Polygamous town elects leaders who don't practice polygamy for first time in a century

A polygamous group's dwindling control of a remote Utah-Arizona border town that it has called home for a century slipped a bit more after official election returns showed four non-group members took over the mayor's office and three city council seats.

Donia Jessop, a former sect member who left several years ago over discord with leaders, defeated incumbent mayor Philip Barlow by winning 61 percent of the 210 votes cast in the all-mail election in Hildale, Utah, according to final results unveiled Tuesday.

Jessop becomes the town's first female mayor and the first person to hold the post who isn't a member of the Fundamentalist Church of Jesus Christ of Latter-Day Saints, or FLDS. The group is an offshoot of mainstream Mormonism, which disavowed polygamy more than 100 years ago.

Jessop said she's excited and hopeful the transition will be smooth after Barlow and current council members on Tuesday graciously accepted the results presented by county officials during a council meeting she attended.

She said she wants to give residents better water, better roads and explore using fiber optics already in place to offer internet as a utility. She also wants to create a better sense of community by offering more town events.

"Big changes are heading our way," Jessop said. "There's so many things lined up and ready to roll."

Barlow, who was looking to win a second term, wasn't immediately available for comment. He said last week after initial results showed he was likely to lose that he'll accept the will of the people and move on to other opportunities in his life.

Hildale is part of a community that also includes the sister city of Colorado City, Arizona, which has elections next year.

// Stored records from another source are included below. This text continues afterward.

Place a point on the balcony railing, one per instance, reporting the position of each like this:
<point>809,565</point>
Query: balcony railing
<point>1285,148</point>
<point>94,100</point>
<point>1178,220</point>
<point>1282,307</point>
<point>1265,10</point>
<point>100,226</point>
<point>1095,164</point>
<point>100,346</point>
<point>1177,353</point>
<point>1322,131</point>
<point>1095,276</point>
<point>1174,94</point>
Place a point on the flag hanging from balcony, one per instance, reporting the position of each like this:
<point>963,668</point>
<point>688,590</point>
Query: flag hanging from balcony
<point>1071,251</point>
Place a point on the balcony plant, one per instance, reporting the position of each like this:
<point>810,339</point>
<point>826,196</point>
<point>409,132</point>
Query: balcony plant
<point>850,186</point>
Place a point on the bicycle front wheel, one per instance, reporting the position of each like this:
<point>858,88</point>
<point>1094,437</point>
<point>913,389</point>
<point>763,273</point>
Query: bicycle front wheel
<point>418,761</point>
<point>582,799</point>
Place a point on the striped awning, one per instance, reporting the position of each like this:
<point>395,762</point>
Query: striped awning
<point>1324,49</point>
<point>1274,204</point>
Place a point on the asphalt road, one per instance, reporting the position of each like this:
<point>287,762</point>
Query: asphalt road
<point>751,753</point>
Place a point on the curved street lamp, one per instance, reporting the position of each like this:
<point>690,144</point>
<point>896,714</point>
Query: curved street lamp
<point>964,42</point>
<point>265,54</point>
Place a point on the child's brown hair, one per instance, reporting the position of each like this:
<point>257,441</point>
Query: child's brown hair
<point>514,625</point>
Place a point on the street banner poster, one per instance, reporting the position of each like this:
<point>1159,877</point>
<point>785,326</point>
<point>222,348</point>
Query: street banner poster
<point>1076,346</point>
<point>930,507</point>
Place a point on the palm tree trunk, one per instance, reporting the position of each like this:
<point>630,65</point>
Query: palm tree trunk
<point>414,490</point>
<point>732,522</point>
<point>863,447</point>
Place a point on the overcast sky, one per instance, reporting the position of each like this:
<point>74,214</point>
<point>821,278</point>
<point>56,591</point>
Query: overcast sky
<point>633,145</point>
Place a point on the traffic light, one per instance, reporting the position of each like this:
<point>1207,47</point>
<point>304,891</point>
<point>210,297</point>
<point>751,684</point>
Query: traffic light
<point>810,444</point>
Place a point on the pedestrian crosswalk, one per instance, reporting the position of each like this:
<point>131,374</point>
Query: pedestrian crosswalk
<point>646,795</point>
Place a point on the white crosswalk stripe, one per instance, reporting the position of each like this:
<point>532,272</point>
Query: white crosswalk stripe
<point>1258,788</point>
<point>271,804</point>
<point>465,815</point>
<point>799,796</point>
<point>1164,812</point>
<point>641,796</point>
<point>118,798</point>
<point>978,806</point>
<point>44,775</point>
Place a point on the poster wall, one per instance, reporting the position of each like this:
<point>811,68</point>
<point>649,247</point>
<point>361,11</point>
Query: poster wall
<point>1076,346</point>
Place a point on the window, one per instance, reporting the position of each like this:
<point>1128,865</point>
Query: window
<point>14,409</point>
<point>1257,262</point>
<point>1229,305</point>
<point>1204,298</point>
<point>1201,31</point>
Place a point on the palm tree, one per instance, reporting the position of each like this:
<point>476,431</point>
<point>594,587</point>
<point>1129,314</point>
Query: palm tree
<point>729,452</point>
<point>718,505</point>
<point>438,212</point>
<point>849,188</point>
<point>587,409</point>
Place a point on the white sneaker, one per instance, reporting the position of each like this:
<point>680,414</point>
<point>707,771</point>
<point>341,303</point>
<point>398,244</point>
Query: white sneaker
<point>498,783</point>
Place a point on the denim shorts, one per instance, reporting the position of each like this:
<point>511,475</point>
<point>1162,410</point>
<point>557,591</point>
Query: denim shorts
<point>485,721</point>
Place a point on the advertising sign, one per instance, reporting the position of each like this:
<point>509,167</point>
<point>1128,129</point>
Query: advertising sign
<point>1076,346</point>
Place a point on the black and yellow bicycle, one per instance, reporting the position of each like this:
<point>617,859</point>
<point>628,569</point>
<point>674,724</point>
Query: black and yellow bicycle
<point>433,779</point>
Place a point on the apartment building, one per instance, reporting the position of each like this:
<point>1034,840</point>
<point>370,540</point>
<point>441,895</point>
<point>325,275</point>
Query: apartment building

In the Hildale council races, Maha Layton and Jared Nicol won four-year seats while JVar Dutson won an election to fill the final two years for a councilman who left early. Two other members of the five-person council remain in place because they weren't up for re-election: Doran Jessop and Brian Jessop.

The competitive elections were another sign of the major changes the community has undergone in recent years. In the past, mayors and council members were decided behind the scenes by the FLDS choosing men to run unopposed, making elections non-events.

The new town leadership is the latest sign that the community's demographics are shifting as the town begins to resemble a typical Western town, not a cloistered religious community.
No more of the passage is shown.